Finding the effects of offsets on the output of an op-amp integrator The inverting integrator in Fig. 14.7 has R_{1}=1 k \Omega, R_{ X }=1 k \Omega, C_{ F }=0.1 \mu F , V_{ CC }=15 V ,-V_{ EE }=-15 V , and maximum saturation voltage = ±14 V. The op-amp parameters are V_{ io }=6 mV , I_{ B }=500 nA \text {, and } I_{ io }=200 nA \text { at } 25^{\circ} C .
(a) Determine the total output offset voltage v_{ of }.
(b) Repeat part (a) if R_{ x }=0
R_{1}=1 k \Omega, R_{ x }=1 k \Omega, V_{ io }=6 mV , I_{ B }=500 nA , \text { and } I_{ io }=200 nA . The equivalent circuit of the integrator with input offset voltage and input biasing currents is also shown in Fig. 14.7.
(a) R_{ x }=R_{1} . The output voltage will be due to V_{\text {io }} \text { and } I_{\text {io }} \text {. With } V_{\text {io }}=0 , we get
\begin{aligned}&v_{+}=-R_{ X } I_{ B 1}=-R_{1} I_{ B 1} \\&v_{-}=v_{+}=-R_{1} I_{ B 1} \\&i_{ S }=-\frac{v_{-}}{R_{1}} \\&i_{ f }=i_{ S }-I_{ B 2}=I_{ B 1}-I_{ B 2}\end{aligned}
With I_{ B 1}=I_{ B 2}=0, we get
i_{ f }=\frac{-V_{ io }}{R_{1}}
Applying the superposition theorem, we get for the current flowing through the capacitor C _{ F }
i_{ f }=i_{ S }+I_{ B 1}-I_{ B 2}=\frac{-V_{ io }}{R_{1}}+I_{ io } (14.12)
where I_{ io }=\left(I_{ B 1}-I_{ B 2}\right) is the input offset current. The total output offset voltage due to the capacitor current i_{ f } can be found from
-v_{\text {of }}=\frac{1}{C_{ F }} \int i_{ f } d t+\left(-V_{ io }+R_{ x } I_{ B 1}\right)+v_{ C }(t=0) (14.13)
where v_{ C }(t=0) is the initial capacitor voltage. Substituting i_{ f } from Eq. (14.12) into Eq. (14.13) gives the total output offset voltage as
-v_{ of }=\frac{1}{C_{ F }} \int\left(\frac{-V_{ io }}{R_{1}}+I_{ io }\right) d t+\left(-V_{ io }+R_{ x } I_{ B 1}\right)+v_{ C }(t=0)
v_{ of }=\frac{V_{ io }}{C_{ F } R_{1}} t-\frac{I_{ io }}{C_{ F }} t+V_{ io }-R_{ x } I_{ B 1}-v_{ C }(t=0) (14.14)

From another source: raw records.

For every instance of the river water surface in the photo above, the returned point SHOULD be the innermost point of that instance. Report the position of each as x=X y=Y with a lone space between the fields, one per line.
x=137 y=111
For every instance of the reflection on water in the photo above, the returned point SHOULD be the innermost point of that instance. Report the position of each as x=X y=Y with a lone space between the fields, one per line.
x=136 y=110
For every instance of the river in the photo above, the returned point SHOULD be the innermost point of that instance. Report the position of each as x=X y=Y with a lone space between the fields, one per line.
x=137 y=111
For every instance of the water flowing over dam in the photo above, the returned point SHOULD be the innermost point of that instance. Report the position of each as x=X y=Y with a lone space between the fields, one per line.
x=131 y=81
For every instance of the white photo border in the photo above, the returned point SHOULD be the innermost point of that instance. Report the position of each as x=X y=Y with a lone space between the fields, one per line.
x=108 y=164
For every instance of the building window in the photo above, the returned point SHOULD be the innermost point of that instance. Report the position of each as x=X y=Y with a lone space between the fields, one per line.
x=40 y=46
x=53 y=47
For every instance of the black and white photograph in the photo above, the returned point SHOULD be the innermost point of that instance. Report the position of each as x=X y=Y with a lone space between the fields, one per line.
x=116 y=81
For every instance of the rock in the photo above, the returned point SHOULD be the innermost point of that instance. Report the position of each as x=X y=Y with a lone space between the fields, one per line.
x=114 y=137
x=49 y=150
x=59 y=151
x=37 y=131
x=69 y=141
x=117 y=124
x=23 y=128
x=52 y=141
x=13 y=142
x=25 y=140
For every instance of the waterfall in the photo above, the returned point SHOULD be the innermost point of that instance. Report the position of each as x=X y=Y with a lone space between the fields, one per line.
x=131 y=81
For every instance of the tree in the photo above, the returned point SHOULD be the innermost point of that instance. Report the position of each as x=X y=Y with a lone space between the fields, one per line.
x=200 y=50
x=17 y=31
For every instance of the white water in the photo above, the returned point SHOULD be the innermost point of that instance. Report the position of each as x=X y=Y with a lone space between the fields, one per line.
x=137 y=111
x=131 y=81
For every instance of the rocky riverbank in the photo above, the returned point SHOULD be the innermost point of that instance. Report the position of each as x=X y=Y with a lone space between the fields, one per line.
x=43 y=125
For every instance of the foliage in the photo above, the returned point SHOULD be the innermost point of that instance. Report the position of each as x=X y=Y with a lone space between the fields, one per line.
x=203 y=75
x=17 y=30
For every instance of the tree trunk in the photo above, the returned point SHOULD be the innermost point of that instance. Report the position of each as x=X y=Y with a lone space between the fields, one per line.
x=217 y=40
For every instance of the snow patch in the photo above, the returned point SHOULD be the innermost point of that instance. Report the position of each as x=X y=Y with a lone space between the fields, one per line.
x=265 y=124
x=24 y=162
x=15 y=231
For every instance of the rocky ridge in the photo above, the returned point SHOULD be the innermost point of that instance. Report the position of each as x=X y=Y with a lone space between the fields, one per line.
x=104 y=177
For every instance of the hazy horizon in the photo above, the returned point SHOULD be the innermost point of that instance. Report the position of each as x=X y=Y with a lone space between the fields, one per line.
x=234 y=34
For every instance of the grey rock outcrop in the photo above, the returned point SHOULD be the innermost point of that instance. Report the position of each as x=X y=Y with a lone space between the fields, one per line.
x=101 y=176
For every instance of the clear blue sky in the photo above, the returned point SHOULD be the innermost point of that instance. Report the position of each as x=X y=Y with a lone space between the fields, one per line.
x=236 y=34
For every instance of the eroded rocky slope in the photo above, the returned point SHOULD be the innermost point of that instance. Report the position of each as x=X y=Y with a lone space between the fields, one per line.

This equation indicates that the output offset voltage will rise linearly until the output reaches the saturation voltage of the amplifier, which is ±14 V in this example. If the power supplies are turned on and enough time is allowed, the output will build up to the saturation voltage, even without any external input signal to the integrator. For this reason, this is not a practical circuit (as discussed in Sec. 3.5); it needs a DC feedback resistor R _{ F } , as shown in Fig. 3.16. After the power supply is switched on, the time required for the total output offset voltage to reach the saturation level v_{ of }=14 V can be found from Eq. (14.14) with v_{ C }(t=0)=0:
14=\left(\frac{6 \times 10^{-3}}{0.1 \times 10^{-6} \times 1 \times 10^{3}}-\frac{200 \times 10^{-9}}{0.1 \times 10^{-6}}\right) t+6 \times 10^{-3}-1 k \Omega \times 600 \times 10^{-9}-0
which gives t = 241.3 ms.
(b) If R_{ x }=0 , the total output offset voltage will be due to the input offset voltage, the input biasing current, -I_{ B 2}=-I_{ B }+\left(I_{ io } / 2\right) , and the input offset current, and it can be found from Eq. (14.14) by replacing I_{ io } \text { by } I_{ B 2} . That is,
v_{ of }=\left(\frac{V_{ io }}{C_{ F } R_{1}}+\frac{I_{ B }-I_{ io } / 2}{C_{ F }}\right) t+V_{ io }-v_{ C }(t=0) (14.15)
The time required for the output voltage to reach the saturation level v_{\text {of }}=14 V can be found from Eq. (14.15) with v_{ C }(t=0)=0 :
14=\left(\frac{6 \times 10^{-3}}{0.1 \times 10^{-6} \times 1 \times 10^{3}}+\frac{400 \times 10^{-9}}{0.1 \times 10^{-6}}\right) t+6 \times 10^{-3}+0
which gives t = 218.7 ms.